It has already been stated that search engines no longer rely exclusively on keyword matching and occurrences to retrieve information. They employ sophisticated statistical probabilities including page linking and other pertinent data for information retrieval on the Web. Nevertheless, if the user has difficulty articulating the exact information they are seeking, it would seem to be an impossible task to expect a search engines to be able to overcome these handicaps. Scirus (www.scirus.com) and others are attempting to solve this problem by offering suggestions for further searching. A list of keywords is displayed along the right part of the screen, and may be used to search (these new terms are generated by an extraction process from the original search results). These words may prove useful but once again, the original search itself may not have included the best choice of keywords or phrases. Scirus does not offer the searcher a chance to examine word relationships; the list of new terms is simply offered as words related to the results from the original search.

Research has been undertaken into this type of search problem; one such example is outlined in the paper by Lee & Tsai [5]. This article outlines an approach to a new type of search engine in which the user will be queried to acquire feedback.
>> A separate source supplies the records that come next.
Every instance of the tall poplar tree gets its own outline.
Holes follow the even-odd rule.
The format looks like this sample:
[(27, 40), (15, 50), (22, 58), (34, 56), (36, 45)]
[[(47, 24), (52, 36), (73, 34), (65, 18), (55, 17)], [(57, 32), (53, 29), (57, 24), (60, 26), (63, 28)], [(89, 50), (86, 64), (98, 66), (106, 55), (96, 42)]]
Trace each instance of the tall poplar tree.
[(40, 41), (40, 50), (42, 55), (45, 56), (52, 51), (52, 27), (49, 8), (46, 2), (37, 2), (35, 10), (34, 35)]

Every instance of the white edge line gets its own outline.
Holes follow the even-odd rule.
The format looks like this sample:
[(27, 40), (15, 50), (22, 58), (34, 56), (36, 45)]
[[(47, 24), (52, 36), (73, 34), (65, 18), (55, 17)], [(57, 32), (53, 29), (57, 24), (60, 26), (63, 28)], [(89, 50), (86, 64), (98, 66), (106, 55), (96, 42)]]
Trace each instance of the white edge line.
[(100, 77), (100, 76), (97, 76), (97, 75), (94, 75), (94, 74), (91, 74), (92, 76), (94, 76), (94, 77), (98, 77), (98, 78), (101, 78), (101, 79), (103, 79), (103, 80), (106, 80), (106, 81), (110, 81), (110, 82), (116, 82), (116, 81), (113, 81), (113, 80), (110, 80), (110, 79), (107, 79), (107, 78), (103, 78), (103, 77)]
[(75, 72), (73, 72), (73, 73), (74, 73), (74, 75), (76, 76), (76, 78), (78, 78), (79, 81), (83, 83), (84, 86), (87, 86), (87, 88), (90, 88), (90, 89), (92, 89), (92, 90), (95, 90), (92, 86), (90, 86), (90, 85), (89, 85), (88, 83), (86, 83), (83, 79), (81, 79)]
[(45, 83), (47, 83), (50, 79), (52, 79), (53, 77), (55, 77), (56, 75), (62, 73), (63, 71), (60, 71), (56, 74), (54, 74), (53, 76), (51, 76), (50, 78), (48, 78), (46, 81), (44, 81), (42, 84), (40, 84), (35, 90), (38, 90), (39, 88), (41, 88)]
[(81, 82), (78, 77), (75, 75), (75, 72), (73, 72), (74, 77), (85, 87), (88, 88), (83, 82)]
This application solves the problems encountered in those searches where few or none of the web sites seem to be exactly what we were looking for when we began our search. In this research by Lee & Tsai, the user is actually searching across many search engines; the interface is processing the data from four computer agents: an interface agent, a filtering agent, a discovery agent and an information agent. The main issue for the user is the speed with which satisfactory results are achieved and the number of times the system queries the user. It is the feedback from the user that is used to further the search process. When the user indicates that particular web sites are useful, these sites are analyzed to provide the search process with data to further refine the search. This is an iterative process and it simulates the way in which most individuals locate information in the first place. Finding information by any means is often not straightforward. Lee & Tsai's work simulates the usual way in which we find what we need.

If the user begins a search with only a vague notion of what is needed, this system may help to refine the search. As a user finds relevant information, it helps to filter out the superfluous and to focus on the specific information.

Lee & Tsai use the term ai to do a search. It must be remembered that this study is being reported in an academic journal; hence, the example was pertinent to the authors who are doing research in artificial intelligence.

As further clarification of the system described in this study, you might search using the word Dolly. The variety of sites retrieved would provide a good example of the usefulness of this type of searching. If the user actually wanted information on cloning but the only term used in the search were Dolly, then a long list of sites covering a variety of topics would be retrieved. These sites might range from pages pointing to Dolly Parton or the Australian magazine called Dolly, plus sites on cloning. In the search engine described in this study, the user marks the sites that are pertinent to the search. If all of the selected sites pertain to cloning, the search engine would use both the discovery agent and the filtering agent to retrieve other sites related to cloning.

This type of searching is only experimental, but the initial results show promise for the future. It is easy to think of many occasions when this would be very useful way to search.

A theory of thesaurus relationships [6]

Involved in the whole notion of generating new terminology to be used in a new search, is the notion of relationships between words (or terms), and the theory of thesaurus relationships. Not only can such relationships be used to find new terms to be suggested to the searcher as possible alternatives, but also they can be used to develop the semantic web ( Part 4: Vision of the Semantic Web).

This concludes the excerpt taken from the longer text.